Dans La Chambre Claire, Roland Barthes affirmait que le « noème » de la photographie, c’est son « ça a été », autrement dit le fait que la plaque photosensible garde la trace indélébile d’un évènement. De façon analogue, on pourrait dire que le « noème » du témoin, c’est son « avoir été là », autrement dit le fait que le témoin fut présent au moment fatidique. Et pourtant, le témoin ne deviendra réellement témoin qu’a rebours, une fois qu’il se porte témoin d’une expérience irrémédiablement passée et qu’il redonne voix a ce qui n’est plus par l’après‐coup de son témoignage. Face à la violence extrême qui marque le XXe siècle, qu’est‐ce que cela signifie que de penser les images qui, tant de fois, enregistrèrent les actes de barbarie, non pas tant comme des documentations de faits objectifs, mais comme des réarticulations testimoniales qui ne se limitent pas a répéter le passé mais qui le produisent tout autant, de façon performative ?

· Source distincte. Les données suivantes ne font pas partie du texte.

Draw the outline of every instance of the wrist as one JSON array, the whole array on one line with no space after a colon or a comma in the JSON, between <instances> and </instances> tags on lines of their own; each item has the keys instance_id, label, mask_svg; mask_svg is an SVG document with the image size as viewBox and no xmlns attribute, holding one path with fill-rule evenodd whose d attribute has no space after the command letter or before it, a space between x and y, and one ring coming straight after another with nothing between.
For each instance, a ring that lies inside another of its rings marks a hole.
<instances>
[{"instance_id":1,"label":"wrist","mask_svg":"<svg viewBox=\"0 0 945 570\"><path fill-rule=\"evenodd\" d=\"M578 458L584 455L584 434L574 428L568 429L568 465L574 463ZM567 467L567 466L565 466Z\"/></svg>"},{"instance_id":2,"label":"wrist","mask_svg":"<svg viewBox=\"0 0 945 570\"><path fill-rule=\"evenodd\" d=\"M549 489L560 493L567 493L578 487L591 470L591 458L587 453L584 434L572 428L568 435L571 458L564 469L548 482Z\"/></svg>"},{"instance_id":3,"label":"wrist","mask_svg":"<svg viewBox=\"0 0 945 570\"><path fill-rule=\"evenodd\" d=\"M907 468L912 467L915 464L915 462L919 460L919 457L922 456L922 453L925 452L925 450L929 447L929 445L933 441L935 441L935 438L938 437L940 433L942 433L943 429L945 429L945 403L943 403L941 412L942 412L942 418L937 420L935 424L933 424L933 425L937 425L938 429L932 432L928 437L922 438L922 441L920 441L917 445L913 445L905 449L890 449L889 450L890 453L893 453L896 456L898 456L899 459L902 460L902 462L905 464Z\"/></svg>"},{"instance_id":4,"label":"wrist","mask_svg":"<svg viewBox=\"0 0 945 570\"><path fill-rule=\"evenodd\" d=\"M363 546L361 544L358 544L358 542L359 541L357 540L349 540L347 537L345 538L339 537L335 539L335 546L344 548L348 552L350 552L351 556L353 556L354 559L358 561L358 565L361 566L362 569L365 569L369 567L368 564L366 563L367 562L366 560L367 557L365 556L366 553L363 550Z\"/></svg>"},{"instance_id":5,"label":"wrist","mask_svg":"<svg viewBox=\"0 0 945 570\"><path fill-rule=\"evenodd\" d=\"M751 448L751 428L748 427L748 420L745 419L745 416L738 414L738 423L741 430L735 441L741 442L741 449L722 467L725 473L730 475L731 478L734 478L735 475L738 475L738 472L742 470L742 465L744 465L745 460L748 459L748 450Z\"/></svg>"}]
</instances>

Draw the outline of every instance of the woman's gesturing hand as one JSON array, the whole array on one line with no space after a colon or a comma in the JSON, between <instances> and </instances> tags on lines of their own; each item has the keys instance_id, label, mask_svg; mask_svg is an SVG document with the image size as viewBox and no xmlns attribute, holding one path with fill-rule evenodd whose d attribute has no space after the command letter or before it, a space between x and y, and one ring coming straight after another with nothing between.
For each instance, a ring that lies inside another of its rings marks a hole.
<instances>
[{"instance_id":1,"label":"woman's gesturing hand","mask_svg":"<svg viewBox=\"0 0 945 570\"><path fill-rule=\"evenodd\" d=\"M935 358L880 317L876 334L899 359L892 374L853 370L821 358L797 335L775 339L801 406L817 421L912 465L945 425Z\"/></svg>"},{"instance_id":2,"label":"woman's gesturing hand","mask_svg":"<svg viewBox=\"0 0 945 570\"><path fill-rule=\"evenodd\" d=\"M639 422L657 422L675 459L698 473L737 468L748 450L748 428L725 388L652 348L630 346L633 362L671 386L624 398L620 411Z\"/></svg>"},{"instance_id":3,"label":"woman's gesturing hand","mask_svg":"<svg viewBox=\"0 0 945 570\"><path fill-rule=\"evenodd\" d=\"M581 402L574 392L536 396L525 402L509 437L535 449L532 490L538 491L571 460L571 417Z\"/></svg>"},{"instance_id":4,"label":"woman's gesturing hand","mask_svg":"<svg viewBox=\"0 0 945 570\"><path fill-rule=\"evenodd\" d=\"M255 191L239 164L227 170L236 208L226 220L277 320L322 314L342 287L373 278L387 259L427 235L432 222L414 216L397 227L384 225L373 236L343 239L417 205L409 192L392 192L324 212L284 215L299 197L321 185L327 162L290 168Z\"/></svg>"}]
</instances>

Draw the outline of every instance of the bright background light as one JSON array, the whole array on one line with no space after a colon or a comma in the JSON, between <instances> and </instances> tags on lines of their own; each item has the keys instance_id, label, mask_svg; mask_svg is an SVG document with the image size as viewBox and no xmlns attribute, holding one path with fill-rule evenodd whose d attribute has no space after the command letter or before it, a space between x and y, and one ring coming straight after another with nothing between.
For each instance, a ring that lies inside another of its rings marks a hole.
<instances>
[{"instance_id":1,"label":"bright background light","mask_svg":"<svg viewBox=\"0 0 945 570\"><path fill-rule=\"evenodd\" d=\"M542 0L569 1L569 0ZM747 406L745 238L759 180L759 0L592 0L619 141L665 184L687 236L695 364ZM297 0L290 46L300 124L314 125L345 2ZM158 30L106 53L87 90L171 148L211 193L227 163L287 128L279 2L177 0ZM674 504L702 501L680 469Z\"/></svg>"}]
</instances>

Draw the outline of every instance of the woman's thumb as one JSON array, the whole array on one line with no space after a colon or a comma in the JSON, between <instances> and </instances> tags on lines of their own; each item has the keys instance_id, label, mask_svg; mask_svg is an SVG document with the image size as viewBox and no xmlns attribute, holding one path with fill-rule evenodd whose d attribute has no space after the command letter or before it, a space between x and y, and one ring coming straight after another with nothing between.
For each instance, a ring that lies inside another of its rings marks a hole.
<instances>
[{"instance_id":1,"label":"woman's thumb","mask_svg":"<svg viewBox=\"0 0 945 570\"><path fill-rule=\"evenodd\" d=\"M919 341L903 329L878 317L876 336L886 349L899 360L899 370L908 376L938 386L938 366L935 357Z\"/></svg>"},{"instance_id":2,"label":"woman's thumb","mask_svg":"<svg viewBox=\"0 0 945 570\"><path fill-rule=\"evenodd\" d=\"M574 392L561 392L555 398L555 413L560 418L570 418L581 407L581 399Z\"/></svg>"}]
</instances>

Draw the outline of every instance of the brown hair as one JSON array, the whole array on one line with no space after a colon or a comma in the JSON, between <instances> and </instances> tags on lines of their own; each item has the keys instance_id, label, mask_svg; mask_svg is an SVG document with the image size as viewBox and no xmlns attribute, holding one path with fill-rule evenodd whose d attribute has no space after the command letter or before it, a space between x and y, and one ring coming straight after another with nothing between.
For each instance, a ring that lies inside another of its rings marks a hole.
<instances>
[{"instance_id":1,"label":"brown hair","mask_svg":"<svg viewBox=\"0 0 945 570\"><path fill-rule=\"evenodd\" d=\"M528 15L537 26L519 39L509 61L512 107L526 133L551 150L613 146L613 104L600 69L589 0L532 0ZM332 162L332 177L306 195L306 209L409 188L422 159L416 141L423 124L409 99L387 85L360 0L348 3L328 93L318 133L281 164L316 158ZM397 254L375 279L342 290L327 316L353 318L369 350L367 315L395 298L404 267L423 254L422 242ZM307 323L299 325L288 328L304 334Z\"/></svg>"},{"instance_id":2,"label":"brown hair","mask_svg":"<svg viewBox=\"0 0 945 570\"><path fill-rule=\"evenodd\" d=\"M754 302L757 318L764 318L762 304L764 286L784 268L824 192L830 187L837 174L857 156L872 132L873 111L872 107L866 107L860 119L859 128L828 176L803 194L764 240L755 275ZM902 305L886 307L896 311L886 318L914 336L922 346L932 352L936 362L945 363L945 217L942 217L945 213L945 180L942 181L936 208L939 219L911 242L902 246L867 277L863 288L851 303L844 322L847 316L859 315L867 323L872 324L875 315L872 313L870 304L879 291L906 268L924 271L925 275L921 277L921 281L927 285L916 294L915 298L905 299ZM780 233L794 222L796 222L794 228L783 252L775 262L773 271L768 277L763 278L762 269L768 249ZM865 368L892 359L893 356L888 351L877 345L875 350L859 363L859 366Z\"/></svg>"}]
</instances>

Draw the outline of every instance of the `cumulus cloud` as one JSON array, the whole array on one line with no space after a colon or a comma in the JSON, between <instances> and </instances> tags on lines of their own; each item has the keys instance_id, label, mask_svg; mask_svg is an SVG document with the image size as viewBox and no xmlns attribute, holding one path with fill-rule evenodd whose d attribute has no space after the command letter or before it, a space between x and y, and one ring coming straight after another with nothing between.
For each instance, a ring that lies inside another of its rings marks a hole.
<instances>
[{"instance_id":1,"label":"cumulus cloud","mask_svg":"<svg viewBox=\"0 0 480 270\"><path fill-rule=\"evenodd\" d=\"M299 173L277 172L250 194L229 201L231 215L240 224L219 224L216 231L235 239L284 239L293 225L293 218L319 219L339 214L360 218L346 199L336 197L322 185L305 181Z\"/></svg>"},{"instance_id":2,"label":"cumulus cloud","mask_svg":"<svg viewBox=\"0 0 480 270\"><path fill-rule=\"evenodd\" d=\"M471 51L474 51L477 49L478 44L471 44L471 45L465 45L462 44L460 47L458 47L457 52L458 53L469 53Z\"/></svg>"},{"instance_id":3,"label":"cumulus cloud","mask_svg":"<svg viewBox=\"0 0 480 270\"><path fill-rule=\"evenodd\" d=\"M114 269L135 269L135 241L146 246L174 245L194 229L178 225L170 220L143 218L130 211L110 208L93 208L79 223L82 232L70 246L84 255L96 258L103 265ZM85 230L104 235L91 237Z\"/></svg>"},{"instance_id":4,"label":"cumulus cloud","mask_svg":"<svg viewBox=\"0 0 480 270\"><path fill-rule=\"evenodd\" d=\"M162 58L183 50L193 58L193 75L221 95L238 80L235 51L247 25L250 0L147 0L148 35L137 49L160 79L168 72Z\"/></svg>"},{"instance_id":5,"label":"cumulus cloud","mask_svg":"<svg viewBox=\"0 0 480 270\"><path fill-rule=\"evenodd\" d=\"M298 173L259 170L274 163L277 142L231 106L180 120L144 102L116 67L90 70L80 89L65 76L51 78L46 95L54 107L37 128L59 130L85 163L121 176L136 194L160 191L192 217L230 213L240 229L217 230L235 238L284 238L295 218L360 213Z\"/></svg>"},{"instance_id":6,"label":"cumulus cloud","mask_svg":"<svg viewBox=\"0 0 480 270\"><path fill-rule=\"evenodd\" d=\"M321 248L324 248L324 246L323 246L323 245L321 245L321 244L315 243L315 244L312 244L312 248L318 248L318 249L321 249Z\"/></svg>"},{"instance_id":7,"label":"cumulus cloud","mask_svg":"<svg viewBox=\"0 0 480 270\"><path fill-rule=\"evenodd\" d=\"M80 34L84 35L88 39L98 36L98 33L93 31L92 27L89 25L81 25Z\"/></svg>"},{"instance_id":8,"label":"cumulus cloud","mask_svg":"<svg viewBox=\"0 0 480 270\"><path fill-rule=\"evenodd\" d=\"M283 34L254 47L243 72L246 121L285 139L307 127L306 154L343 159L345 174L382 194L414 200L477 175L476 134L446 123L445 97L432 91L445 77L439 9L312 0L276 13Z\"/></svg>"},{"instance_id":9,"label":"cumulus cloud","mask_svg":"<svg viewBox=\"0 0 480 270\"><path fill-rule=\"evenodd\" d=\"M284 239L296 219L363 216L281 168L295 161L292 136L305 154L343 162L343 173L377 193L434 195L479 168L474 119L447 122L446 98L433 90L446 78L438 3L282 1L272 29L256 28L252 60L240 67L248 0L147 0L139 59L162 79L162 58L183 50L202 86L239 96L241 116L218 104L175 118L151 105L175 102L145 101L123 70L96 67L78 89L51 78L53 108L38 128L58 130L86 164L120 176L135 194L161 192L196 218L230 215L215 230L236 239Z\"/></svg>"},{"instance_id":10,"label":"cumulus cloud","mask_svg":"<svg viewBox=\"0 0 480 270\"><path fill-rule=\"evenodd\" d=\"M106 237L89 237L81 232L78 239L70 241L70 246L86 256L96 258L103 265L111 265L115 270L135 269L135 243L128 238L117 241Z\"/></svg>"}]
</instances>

Loin d’être soumise à la seule logique de la présence convoquée par le ça a été, l’image photographique obéit à plusieurs logiques temporelles et de discours. Initialement au service de la propagande totalitaire et de ses pulsions scopiques, il n’est pas rare que l’image change radicalement de signe pour passer du stigmate (image répondant aux stéréotypes de la discrimination ou à une logique de violence pornographique exigée par le régime totalitaire) à l’icône, incarnation de la victime, du martyre ou du héros, véritable pars pro toto qui risque à tout moment de la précipiter dans sa fétichisation.
À partir de l’analyse d’images qui illustrent particulièrement bien cette migration du stigmate au fétiche, le séminaire souhaiterait interroger la temporalité propre à l’image. L’hypothèse est qu’elle converge sur plusieurs points avec la temporalité psychique développée par la psychanalyse et notamment avec la notion de Nachträglichkeit (après-coup) qui caractérise le processus de réorganisation et de réinscription des événements traumatiques.
Les diverses conférences vont montrer que, si l’on reconnaît à l’image cette temporalité anachronique, rétroactive et paradoxale, les catégories d’irreprésentable, d’inimaginable et d’indicible cessent d’être efficaces et pertinentes pour une lecture des événements traumatiques de l’histoire.
Emmanuel Alloa est philosophe et théoricien de l’image. Maître de conférences en philosophie auprès de l’Université de Saint-Gall (Suisse), il est Senior Fellow auprès du Centre eikones sur l’image (Bâle) et enseigne l’esthétique au département d’Arts plastiques à l’Université de Paris 8. Dernières publications : La résistance du sensible (Kimé, 2008), Penser l’image (Presses du réel, 2010), L’Image diaphane (diaphanes, 2011), Du sensible à l’œuvre (La lettre volée, 2012). Il codirige auprès des Presses du réel la collection « Perceptions » dédiée à la logique du visuel et à ses transformations contemporaines. Ses recherches actuelles portent sur l’image testimoniale.